Andrea Sempio e l'impronta numero 33 a lui attribuita
Andrea Sempio e l'impronta numero 33 a lui attribuita - ©Ansa

"La sentenza passata in giudicato è inamovibile"

Un secondo fascicolo contro ignoti, ricorda ancora Venditti, è stato originato da una informativa dei carabinieri a seguito di un esposto della difesa Stasi, che "lamentava atteggiamenti persecutori, di pedinamenti, violenza e disturbo in danno di una stimata collega" della stessa difesa. "In questo peculiare contesto, i carabinieri di Milano, che indagavano su molestie e disturbi alla difesa", hanno trasmesso "nel 2020 una informativa a Pavia" in cui veniva evidenziata "una serie di anomalie nelle precedenti indagini", riscontrando "elementi" che avrebbero potuto "non mettere fine a una vicenda giudiziaria". L'ex magistrato ricorda poi che "già prima di questa informativa dei carabinieri, sulla vicenda si era formato da anni" il giudicato e che "due vertici di Procure generali presso la Corte d'Appello, Milano e Brescia, questa ultima competente per la revisione della sentenza di condanna, nulla avevano disposto e perfino rigettato o ritenuto inammissibili le numerose istanze di revisione. La sentenza rimaneva dunque inamovibile e cosa giudicata". Venditti, "considerata la attestata infruttuosità della prova scientifica, richiamando i motivi della precedente archiviazione, e vista la assoluta carenza di riscontri oggettivi alle enunciate e mai provate anomalie delle precedenti indagini", chiese l'archiviazione del fascicolo che fu decretata da un altro magistrato dell'ufficio Gip di Pavia. "Ancora oggi la sentenza di condanna rimane cosa giudicata e dunque inamovibile, vincolante per le parti a presidio dei cardini costituzionali del diritto di difesa e stabilità della giurisdizione", si legge nella nota del legale di Venditti. "La recente iniziativa della Procura di Pavia, del tutto legittima, dovrà in ogni caso tenere in conto il giudicato formatosi dieci anni orsono. Pertanto è facilmente prevedibile che sarà a breve riproposta una nuova istanza di revisione del giudicato su nuove prove mai prima prodotte", viene spiegato.

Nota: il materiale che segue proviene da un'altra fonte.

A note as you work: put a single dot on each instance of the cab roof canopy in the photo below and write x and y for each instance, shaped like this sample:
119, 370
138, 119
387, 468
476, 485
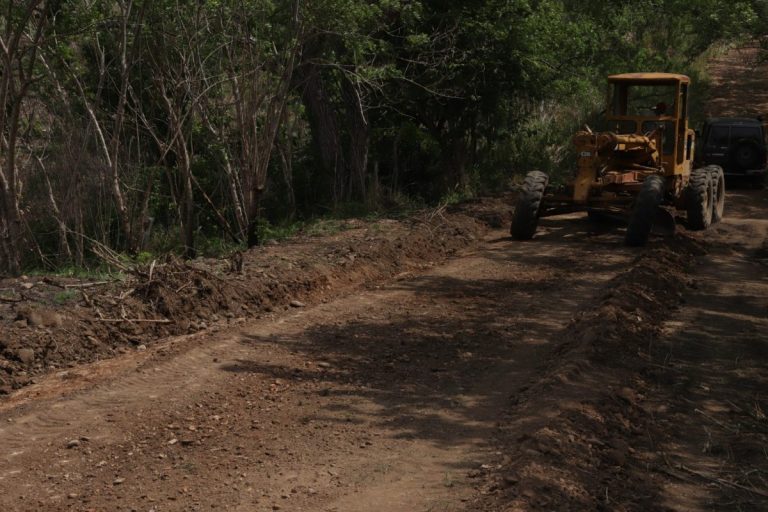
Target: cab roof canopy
650, 77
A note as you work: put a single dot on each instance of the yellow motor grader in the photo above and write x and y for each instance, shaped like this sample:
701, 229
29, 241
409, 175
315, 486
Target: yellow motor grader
639, 168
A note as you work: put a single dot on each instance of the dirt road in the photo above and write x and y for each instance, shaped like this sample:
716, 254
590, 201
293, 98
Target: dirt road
381, 400
568, 373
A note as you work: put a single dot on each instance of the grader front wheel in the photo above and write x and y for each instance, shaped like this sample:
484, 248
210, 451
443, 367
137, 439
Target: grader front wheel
699, 200
718, 192
528, 206
644, 212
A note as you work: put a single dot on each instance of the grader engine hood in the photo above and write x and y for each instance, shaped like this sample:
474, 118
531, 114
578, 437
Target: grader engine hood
624, 150
609, 155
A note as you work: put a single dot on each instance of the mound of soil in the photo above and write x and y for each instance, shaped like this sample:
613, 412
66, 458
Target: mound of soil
584, 427
48, 324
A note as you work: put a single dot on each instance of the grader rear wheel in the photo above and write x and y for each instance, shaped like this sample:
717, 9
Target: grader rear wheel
699, 203
644, 212
528, 206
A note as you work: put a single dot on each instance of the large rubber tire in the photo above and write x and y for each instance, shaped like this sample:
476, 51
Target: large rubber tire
644, 211
717, 180
699, 200
528, 206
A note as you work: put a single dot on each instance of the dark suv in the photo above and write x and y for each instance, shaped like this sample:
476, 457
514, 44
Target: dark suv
737, 144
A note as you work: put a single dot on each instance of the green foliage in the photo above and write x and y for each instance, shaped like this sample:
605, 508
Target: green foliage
389, 105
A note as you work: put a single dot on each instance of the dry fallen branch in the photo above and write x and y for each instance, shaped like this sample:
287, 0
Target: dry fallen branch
87, 285
136, 320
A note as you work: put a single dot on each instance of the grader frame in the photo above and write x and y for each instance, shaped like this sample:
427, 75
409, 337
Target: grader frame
637, 168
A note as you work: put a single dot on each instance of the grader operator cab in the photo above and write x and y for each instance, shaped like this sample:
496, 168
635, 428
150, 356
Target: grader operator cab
639, 168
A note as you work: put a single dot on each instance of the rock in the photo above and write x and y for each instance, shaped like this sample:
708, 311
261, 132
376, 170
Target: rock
26, 355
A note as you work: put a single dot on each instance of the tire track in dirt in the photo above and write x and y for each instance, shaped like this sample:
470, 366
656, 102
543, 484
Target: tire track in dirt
384, 400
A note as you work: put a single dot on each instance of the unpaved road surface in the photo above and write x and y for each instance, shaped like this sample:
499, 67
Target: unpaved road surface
568, 373
385, 399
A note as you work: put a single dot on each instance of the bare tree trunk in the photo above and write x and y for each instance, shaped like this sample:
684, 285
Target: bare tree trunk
325, 130
62, 226
19, 45
359, 140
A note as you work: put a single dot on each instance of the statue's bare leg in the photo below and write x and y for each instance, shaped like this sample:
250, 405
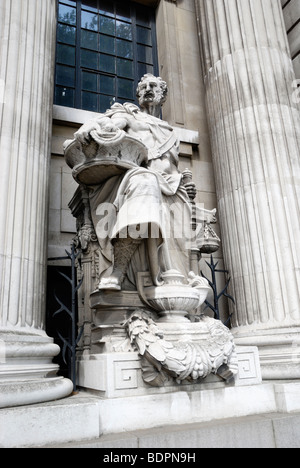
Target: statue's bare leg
123, 251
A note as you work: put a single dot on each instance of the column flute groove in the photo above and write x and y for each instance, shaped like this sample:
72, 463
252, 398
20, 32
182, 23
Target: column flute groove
255, 129
27, 47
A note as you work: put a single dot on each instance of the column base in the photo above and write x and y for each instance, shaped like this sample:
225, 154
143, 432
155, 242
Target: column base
279, 351
19, 393
27, 374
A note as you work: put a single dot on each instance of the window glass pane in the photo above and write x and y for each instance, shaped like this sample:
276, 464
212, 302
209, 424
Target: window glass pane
107, 63
89, 81
109, 59
106, 7
65, 75
106, 102
124, 49
144, 68
89, 101
107, 25
70, 2
89, 39
123, 12
107, 84
142, 16
89, 21
89, 59
145, 54
65, 54
66, 34
144, 35
64, 96
124, 30
125, 68
125, 88
90, 5
107, 44
67, 14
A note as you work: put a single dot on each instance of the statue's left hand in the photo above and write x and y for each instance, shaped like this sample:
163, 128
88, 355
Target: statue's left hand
191, 190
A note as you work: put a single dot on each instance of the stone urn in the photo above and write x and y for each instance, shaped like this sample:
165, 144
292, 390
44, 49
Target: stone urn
107, 154
176, 298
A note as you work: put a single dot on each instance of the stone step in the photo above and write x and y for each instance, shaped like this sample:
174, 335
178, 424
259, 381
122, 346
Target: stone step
265, 431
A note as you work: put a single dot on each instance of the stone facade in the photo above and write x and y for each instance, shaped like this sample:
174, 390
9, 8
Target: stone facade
234, 106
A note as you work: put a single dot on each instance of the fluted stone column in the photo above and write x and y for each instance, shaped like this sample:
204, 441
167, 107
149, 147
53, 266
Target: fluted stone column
255, 133
27, 44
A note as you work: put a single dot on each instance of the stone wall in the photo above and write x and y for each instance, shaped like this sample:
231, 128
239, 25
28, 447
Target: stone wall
291, 12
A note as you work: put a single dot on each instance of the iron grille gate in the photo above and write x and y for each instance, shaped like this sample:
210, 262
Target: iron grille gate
69, 308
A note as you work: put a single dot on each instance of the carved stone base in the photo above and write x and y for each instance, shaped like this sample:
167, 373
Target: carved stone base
279, 351
27, 374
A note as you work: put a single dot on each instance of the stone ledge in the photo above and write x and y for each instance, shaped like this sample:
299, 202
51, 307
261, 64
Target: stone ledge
237, 416
264, 431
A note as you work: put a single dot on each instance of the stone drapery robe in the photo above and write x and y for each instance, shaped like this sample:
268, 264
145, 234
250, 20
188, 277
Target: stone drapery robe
145, 202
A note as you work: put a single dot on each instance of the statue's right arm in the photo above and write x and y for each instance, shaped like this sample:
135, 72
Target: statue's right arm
83, 134
101, 123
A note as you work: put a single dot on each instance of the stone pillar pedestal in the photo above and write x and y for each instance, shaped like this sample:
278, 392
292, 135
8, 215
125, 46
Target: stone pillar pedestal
27, 44
255, 134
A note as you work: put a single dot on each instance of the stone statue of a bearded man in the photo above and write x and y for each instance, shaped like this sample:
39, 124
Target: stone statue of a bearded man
142, 217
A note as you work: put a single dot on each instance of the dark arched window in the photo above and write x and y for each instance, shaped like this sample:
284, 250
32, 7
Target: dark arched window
103, 49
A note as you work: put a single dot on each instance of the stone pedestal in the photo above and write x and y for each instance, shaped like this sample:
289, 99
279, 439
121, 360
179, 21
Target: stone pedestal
254, 126
27, 45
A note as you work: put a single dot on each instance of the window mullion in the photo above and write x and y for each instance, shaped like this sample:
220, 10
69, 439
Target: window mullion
78, 56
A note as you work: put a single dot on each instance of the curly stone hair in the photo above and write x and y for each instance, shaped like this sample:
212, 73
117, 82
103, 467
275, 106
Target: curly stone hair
163, 86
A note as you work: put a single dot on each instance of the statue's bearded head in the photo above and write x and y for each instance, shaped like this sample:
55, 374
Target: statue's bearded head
151, 91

"Evitare narrazioni diffamanti"

Alla luce di tutto ciò, nella lettera del legale di Venditti, si invita "ad attenersi ai fatti nella loro oggettività e continenza" in merito alle notizie sulle nuove indagini sul delitto, evitando "ulteriori narrazioni e ricostruzioni diffamatorie e lesive del decoro e del patrimonio di onorabilità" dell'ex magistrato, oggi in pensione. Il legale ricorda che nelle indagini sull'omicidio di Poggi, l'ex procuratore "non ha mai svolto la funzione di magistrato" presso la Procura di Vigevano, allora competente, "né tantomeno nelle successive fasi dibattimentali e di impugnazione".  Venditti, dunque, non ha mai rappresentato la pubblica accusa nel processo che ha condotto alla condanna di Stasi". Non solo: Venditti, sottolinea Aiello, "sin da principio non ha inteso interferire con le diverse indagini di cui a vario titolo si dà conto nella cronaca locale e nazionale, né ha inteso partecipare o alimentare l'incontrollato battage mediatico, ciò non di meno non è possibile astenersi dal rappresentare il danno illecito che sino ad oggi sta subendo dalla mole di notizie false e prive di ogni riscontro oggettivo". L'avvocato sottolinea, inoltre, che "della vicenda a vario titolo si sono occupati diversi magistrati, oltre 40 tra giudicanti e requirenti, alcuni dei quali riconosciuti tra i più autorevoli e rispettati del tempo, senza considerare i procedimenti satellite relativi a depistaggi, pedinamenti e false testimonianze".

La storia dell'impronta n. 33

Secondo i consulenti di Stasi, l'allora fidanzato della 26enne che sta ormai finendo di scontare 16 anni per l'omicidio, ritengono sia possibile estrapolare del materiale biologico dall'impronta 33, e quindi capire se ci sia o meno sangue di Chiara. La consulenza sarà depositata nei prossimi giorni ai pm di Pavia nell'indagine a carico di Sempio, amico del fratello della vittima. Gli inquirenti stanno cercando negli archivi, in particolare del Ris di Parma, l'intonaco grattato con un bisturi sterile ai tempi dei rilievi: allora le analisi sull'impronta furono senza esito, mentre ora potrebbero fornire risultati stando agli esperti incaricati dai legali di Stasi. Nel 2007 la traccia fu trattata con ninidrina, sostanza che, reagendo, aveva dato all'impronta una colorazione particolare a causa della rilevazione di amminoacidi presenti nel sudore e nel sangue. In questi anni, con i progressi nel campo delle tecniche scientifiche forensi, qualora il reperto venga recuperato, sono amplificate le possibilità di arrivare conclusioni che consentano di arrivare a nuovi dettagli.

Il genetista di Stasi: "Massima prudenza"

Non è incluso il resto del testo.